Per comprendere cosa significhi avvicinarsi alle sigle associative e giovanili di Napoli, è necessario analizzare la storia di un movimento politico e culturale che affonda le sue radici nelle vicende che hanno contraddistinto uno dei periodi fra i più violenti e difficili del ‘900: gli anni di piombo. I collettivi universitari così come le associazioni in generale spesso rappresentano realtà apertamente schierate, principalmente di sinistra, ma anche legate alla destra.

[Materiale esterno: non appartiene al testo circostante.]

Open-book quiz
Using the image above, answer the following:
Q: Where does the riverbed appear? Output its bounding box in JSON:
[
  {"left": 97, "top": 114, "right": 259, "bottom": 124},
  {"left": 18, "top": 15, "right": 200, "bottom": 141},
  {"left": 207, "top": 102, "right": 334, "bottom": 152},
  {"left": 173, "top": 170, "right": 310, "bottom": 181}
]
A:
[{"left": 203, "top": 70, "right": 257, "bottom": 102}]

In misura simile alle altre città universitarie italiane, le associazioni napoletane non riflettono l’attuale condizione dei partiti politici e della lotta politica in generale ai giorni nostri: tutto sembra essersi infatti bloccato agli anni ’70, quantomeno a parole, mostrando spesso e volentieri un’incoerenza fra ciò che viene professato e ciò che invece viene compiuto a livello pratico.
Giovani che agiscono certamente in linea con volontà nobili, ma decontestualizzandole rispetto alla realtà in cui vivono e che spesso portano avanti metodi di dissenso, divisione e lotta ormai obsoleti, allontanandosi dalle stesse masse a cui cercano di far riferimento, allo stesso modo in cui i partiti dell’attuale centro-sinistra hanno fatto negli anni. Nonostante questa possa apparire un’aspra critica al movimento studentesco napoletano, è innegabile che la passione e il lavoro portati avanti dagli studenti abbia nel tempo portato dei risultati, seppur minimi. La reale problematica è che questi ultimi restano spesso e volentieri circoscritti unicamente al ristretto ambiente studentesco e “borghese”, mentre il lavoro effettuato raggiungere obiettivi più ampi, sovente fallisce, creando così un mondo a sé stante, slegato dal complesso tessuto economico e sociale della città di Napoli.

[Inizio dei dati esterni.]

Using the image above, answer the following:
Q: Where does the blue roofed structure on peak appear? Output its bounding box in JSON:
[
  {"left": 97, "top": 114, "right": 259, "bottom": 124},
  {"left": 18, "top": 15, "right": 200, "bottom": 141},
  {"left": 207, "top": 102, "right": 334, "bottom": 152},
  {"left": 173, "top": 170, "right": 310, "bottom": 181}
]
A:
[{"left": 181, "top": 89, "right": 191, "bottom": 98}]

L’ambiente culturale e studentesco nel quale invece si muovono le liste e le associazioni universitarie candidate alle elezioni, è leggermente più complesso di quello dei collettivi. Apartitico in parte, ma sempre politico, l’ambiente universitario è minato costantemente da inutili divisioni, nonostante la matrice di base su cui si fondano tutte le associazioni napoletane sia la stessa, finendo per rappresentare una realtà estremamente litigiosa. La giovane matricola si avvicina ad una associazione piuttosto che ad un’altra spesso tramite conoscenze ed amicizie, finendo poi per prendere parte ad una ambiente ostico e poco sereno, incline a creare inimicizie fra i ragazzi pur di assegnarsi la paternità di ogni iniziativa utile agli studenti stessi.

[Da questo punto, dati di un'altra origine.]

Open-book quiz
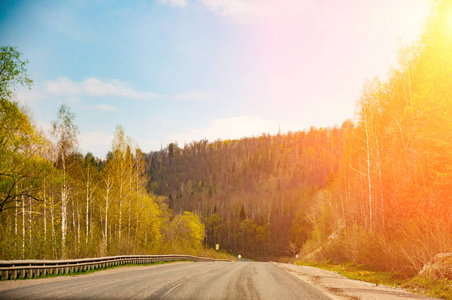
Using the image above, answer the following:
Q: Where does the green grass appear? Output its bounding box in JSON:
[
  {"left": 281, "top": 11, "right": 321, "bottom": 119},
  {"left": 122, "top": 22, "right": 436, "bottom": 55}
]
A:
[
  {"left": 1, "top": 260, "right": 186, "bottom": 281},
  {"left": 297, "top": 261, "right": 452, "bottom": 300}
]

La condizione di associazioni e collettivi a Napoli rappresenta certamente un’espressione piena e variegata delle soggettività politiche e culturali che animano la città partenopea, ma i problemi rispetto alla loro attività restano molteplici. A partire dall’inesperienza nel campo della comunicazione e della propaganda, che restano ancorate a vecchie glorie del passato, per finire a inutili personalismi che raggiungono i propri picchi durante le elezioni universitarie.
Nonostante ciò, come già precedentemente riferito, la realtà politica universitaria napoletana, con tutti i suoi difetti, le sue divisioni e le sue imperfezioni, resta ad ogni modo un centro nevralgico ed un laboratorio culturale per i più giovani, riuscendo a far avvicinare alla politica perfino le generazioni che più se ne stanno allontanando. Una politica diversa, lontana da partiti e schede elettorali, certo, ma pur sempre politica.